Niestety życie George’a jest szare i smutne. Żyje w przekonaniu, że nie przydarzy mu się już nic dobrego, że jest już stary i to kres jego życia. Dlatego też wszystkie barwy są stonowane. Jedynie pozytywne momenty nie są utrzymane w sepii. Żywe, ciepłe barwy pojawiają się jedynie we wspomnianych „jasnych momentach”. Wtedy też kamera zwalnia, a świat ukazany zostaje w slow motion. Niestety nie ma tego koloru za wiele i bardzo szybko znika, to są tylko chwile szczęścia, krótkie i ulotne.
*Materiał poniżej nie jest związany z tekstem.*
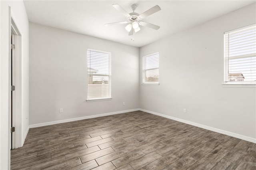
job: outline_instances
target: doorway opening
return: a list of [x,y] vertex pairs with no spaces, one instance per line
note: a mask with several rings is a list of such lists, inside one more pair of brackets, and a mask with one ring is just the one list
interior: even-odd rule
[[21,134],[21,35],[12,17],[11,23],[11,148],[22,146]]

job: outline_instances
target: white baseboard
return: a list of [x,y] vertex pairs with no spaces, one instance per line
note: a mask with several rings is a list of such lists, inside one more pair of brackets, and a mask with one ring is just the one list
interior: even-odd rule
[[24,144],[24,142],[25,142],[25,140],[26,139],[26,138],[27,137],[27,135],[28,134],[28,130],[29,130],[29,126],[28,127],[27,130],[26,130],[24,135],[23,136],[22,142],[21,147],[22,147],[23,146],[23,144]]
[[170,119],[178,121],[178,122],[182,122],[182,123],[184,123],[187,124],[194,126],[196,127],[198,127],[201,128],[208,130],[209,130],[217,132],[218,133],[221,133],[222,134],[226,134],[226,135],[230,136],[232,137],[234,137],[235,138],[238,138],[240,139],[242,139],[243,140],[244,140],[248,142],[256,143],[256,138],[251,138],[250,137],[242,135],[241,134],[238,134],[237,133],[233,133],[232,132],[230,132],[228,131],[224,130],[223,130],[220,129],[218,128],[208,127],[208,126],[204,125],[203,125],[200,124],[199,123],[195,123],[194,122],[192,122],[186,121],[185,120],[182,119],[180,119],[174,117],[168,116],[168,115],[163,115],[161,113],[152,112],[152,111],[143,109],[140,109],[139,110],[141,111],[142,111],[149,113],[151,113],[153,115],[159,116],[161,117],[163,117],[169,119]]
[[96,117],[102,117],[103,116],[108,116],[110,115],[116,115],[120,113],[124,113],[127,112],[133,112],[139,110],[138,109],[134,109],[127,110],[126,111],[119,111],[110,113],[103,113],[99,115],[87,116],[84,117],[78,117],[76,118],[70,119],[68,119],[62,120],[60,121],[54,121],[53,122],[46,122],[45,123],[38,123],[37,124],[30,125],[29,128],[34,128],[38,127],[44,127],[45,126],[51,125],[52,125],[58,124],[59,123],[66,123],[67,122],[72,122],[74,121],[80,121],[81,120],[87,119],[88,119],[94,118]]

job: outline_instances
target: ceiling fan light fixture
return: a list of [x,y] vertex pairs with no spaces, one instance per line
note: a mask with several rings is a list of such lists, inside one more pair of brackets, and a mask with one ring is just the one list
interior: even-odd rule
[[125,29],[128,32],[130,32],[130,31],[131,31],[131,30],[132,30],[132,24],[130,24],[127,25],[126,27],[125,27]]
[[134,29],[136,29],[139,27],[139,24],[136,22],[135,21],[132,23],[132,28]]
[[138,31],[140,31],[140,27],[138,27],[138,28],[134,29],[134,32],[137,32]]

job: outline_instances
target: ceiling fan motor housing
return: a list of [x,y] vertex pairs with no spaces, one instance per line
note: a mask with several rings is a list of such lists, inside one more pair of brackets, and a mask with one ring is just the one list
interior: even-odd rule
[[131,22],[138,21],[140,20],[141,20],[140,16],[139,14],[136,12],[132,12],[129,14],[130,16],[128,18],[128,20]]

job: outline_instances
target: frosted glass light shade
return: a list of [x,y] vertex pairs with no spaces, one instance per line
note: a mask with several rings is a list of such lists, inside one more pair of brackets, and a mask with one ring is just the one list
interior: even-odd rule
[[127,25],[125,27],[125,29],[128,32],[130,32],[130,31],[131,31],[131,30],[132,30],[132,24],[130,24]]
[[138,28],[134,29],[134,31],[135,32],[137,32],[140,30],[140,27],[138,27]]
[[134,29],[137,29],[139,27],[139,24],[136,22],[133,22],[132,23],[132,28]]

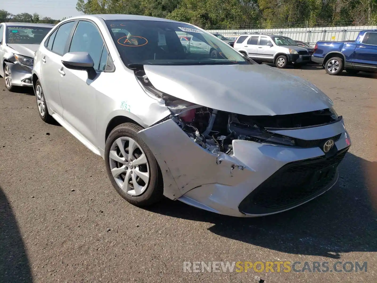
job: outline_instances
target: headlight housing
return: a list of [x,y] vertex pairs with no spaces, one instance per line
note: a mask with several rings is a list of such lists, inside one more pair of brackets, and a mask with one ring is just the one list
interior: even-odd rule
[[336,120],[339,117],[333,107],[330,107],[329,108],[329,111],[331,113],[331,117],[334,120]]
[[34,59],[30,57],[22,56],[18,54],[15,54],[14,58],[17,61],[24,65],[32,66],[34,64]]

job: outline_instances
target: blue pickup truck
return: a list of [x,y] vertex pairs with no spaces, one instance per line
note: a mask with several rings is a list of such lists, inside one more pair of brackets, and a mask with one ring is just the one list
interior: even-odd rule
[[319,41],[311,60],[330,75],[377,72],[377,29],[360,31],[354,42]]

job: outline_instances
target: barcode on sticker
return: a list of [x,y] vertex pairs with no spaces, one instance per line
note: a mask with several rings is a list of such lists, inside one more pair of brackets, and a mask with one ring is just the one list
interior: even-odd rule
[[178,28],[183,31],[187,31],[188,32],[197,32],[199,34],[203,33],[203,32],[201,31],[199,31],[199,29],[191,29],[188,28],[181,28],[179,26],[178,27]]

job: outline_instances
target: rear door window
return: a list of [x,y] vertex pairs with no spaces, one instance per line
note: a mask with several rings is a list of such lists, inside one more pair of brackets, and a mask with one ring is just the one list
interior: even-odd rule
[[377,32],[368,32],[369,36],[366,42],[367,44],[371,45],[377,45]]
[[259,36],[253,35],[249,38],[247,41],[247,44],[249,45],[256,45],[258,44],[258,40],[259,39]]
[[267,45],[267,43],[271,42],[271,41],[268,37],[262,36],[261,37],[261,39],[259,40],[259,45]]
[[247,35],[241,35],[238,39],[237,40],[236,43],[242,43],[247,38]]

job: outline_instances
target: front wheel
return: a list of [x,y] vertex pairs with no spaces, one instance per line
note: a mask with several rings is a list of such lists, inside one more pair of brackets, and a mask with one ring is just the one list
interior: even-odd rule
[[288,65],[288,58],[286,56],[281,55],[276,58],[275,65],[279,69],[285,68]]
[[339,75],[343,71],[343,60],[339,57],[330,58],[325,65],[325,69],[329,75]]
[[39,116],[41,119],[47,123],[51,123],[53,120],[53,118],[52,116],[49,114],[46,99],[44,98],[44,94],[42,90],[42,86],[39,80],[35,83],[34,92],[35,94],[35,98],[37,99],[37,106],[38,106],[38,111],[39,112]]
[[107,175],[118,193],[138,206],[151,205],[162,197],[162,177],[153,154],[138,135],[143,129],[132,123],[116,127],[105,148]]
[[4,83],[8,91],[13,91],[14,90],[14,86],[12,85],[12,74],[9,67],[6,65],[4,68]]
Tragizm tej postaci i ogrom samotności możemy zauważyć, śledząc wspomniane zmiany kolorystyki. Czasami nawet chwilowa rozmowa z dziewczynką z sąsiedztwa, czy zabawa z obcym psem rozjaśniają jego świat.
Teraz mogę z czystym sumieniem ogłosić, że film Forda jest znakomity. Nie mam również zastrzeżeń co do treści czy realizacji. Nie zgadzam się jednak z reklamowaniem tego dzieła, jako „wielkiej opowieści o miłości”, ponieważ nie jest to główny temat. Miłość była, a utrata tej miłości przysporzyła wiele cierpienia, to prawda, nie jest jednak najważniejsze to, co było, ale to, co zostało. Samotność. Samotność człowieka, który utracił wiarę w to, iż może jeszcze kiedyś być szczęśliwy.

Tekst oryginalnie napisałam w 2011 roku dla portalu IRKA.